Diracun Sekali Gak Mempan, Diulangi, Sekeluarga Tewas

Diracun Sekali Gak Mempan, Diulangi, Sekeluarga Tewas

-Ilustrasi: Reza Alfian Maulana-Harian Disway-

Sulit dinalar, pemuda disuruh kerja oleh ortu, ogah. Malah balas membunuh.

Sherry A. Thompson dalam makalah ilmiah berjudul Youthful Parricide: Child Abuse is Not the Primary Motivator yang dimuat di Journal of Criminological Research, 2019, menyebutkan, ada tiga jenis pembunuhan anak terhadap ortu.

Yakni, matricide, pembunuhan oleh anak terhadap ibu. Patricide, pembunuhan oleh anak terhadap ayah. Parricide, pembunuhan oleh anak terhadap ayah dan ibu atau anggota keluarga lain. Mayoritas (98 persen) pelaku anak laki-laki.

Berdasar data Parricide Prevention Institute, lembaga penelitian yang didirikan Sherry A. Thompson, parricide umumnya dilakukan anak usia 8 sampai 24 tahun. Ada lima motif pelaku. 

1)  Masalah kontrol (38 persen). Pelaku merasa dikontrol terlalu ketat oleh ortu. Pelaku pun merasa tertekan. Misalnya, pembatasan penggunaan telepon, telepon disita ortu, pembatasan pergaulan dengan teman tertentu.

2)  Masalah uang (10 persen). Pelaku mengincar uang milik ortu. Misalnya, masalah warisan, masalah asuransi jiwa ortu, menginginkan uang untuk pesta yang tidak disetujui ortu.

3)  Penghentian penyalahgunaan miras dan narkoba (8 persen). Ortu berupaya menghentikan anak kecanduan miras atau narkoba, lalu ortu dibunuh anak.

4)  Kemarahan mendadak (8 persen). Latar belakang kemarahan beragam.

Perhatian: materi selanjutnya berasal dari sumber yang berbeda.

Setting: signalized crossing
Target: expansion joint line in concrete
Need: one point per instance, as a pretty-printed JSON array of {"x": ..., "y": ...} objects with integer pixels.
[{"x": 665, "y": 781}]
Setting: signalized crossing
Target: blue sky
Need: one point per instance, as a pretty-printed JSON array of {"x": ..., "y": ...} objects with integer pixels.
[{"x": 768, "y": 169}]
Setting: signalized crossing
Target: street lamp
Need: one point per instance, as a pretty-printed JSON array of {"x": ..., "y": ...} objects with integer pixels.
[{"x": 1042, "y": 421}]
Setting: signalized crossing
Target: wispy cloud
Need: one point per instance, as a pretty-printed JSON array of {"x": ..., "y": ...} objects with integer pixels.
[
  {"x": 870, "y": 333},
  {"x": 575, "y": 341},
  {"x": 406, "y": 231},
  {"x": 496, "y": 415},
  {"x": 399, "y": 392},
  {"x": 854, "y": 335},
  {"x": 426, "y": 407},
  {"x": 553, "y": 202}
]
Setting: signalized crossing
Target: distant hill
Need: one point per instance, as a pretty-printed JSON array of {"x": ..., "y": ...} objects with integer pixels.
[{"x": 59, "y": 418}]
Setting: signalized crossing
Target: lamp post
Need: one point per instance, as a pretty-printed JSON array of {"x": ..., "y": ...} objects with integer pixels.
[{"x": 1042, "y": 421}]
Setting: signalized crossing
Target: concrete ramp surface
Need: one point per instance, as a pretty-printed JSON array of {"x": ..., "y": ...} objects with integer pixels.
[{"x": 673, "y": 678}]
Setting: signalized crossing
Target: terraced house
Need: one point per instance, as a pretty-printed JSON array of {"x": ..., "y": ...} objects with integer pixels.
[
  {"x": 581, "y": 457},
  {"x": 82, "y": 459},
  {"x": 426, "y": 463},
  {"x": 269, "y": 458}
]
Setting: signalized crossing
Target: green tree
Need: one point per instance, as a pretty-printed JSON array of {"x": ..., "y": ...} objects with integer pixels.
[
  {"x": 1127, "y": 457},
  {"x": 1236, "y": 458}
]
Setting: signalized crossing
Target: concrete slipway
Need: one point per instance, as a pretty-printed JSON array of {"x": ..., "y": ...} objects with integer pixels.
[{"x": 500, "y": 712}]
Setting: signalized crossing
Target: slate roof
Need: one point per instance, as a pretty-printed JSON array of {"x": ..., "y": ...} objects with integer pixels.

Bisa karena suatu kasus atau masalah yang sudah bertumpuk-tumpuk.

5)  Menginginkan kehidupan yang berbeda (7 persen). Pelaku menginginkan bentuk kehidupan berbeda, tapi ortu melarang. Misalnya, pelaku ingin tinggal dengan orang tua asuh. Sebab, sebelumnya pelaku sempat dirawat ortu asuh.

Sisanya (29 persen) tak terdeteksi pada riset yang digelar Parricide Prevention Institute.

Makalah Thompson yang hasil riset itu sebenarnya membantah  anggapan sebelumnya, bahwa pembunuhan anak terhadap ortu akibat anak ingin mengakhiri pelecehan ortu terhadap anak. Menurut Thomson, motif itu nyaris tidak ditemukan pada riset. 

Kalaupun di riset lain ada atau pernah terjadi anak yang dilecehkan ortu kemudian balas membunub ortu, jumlahnya sangat kecil. Jadi, dianggap tidak mewakili motif.

Di kasus Magelang, para tetangga keluarga Abas dalam wawancara dengan wartawan mengatakan, tidak menduga Dhio tega membunuh begitu rupa. Sebab, Dhio dikenal baik dan pendiam.

Kepala Desa Mertoyudan Eko Sungkono yang tetangga korban selama 20 tahun ini, kepada pers, mengatakan, ”Saya enggak nyangka. Kok bisa? Kami enggak pernah dengar kejanggalan-kejanggalan.”

Khusus terhadap pelaku Dhio, menurutnya, anak baik dan pendiam. Ikut pengajian di kampungnya dan rajin salat. ”Saya enggak tahu, apa yang salah.”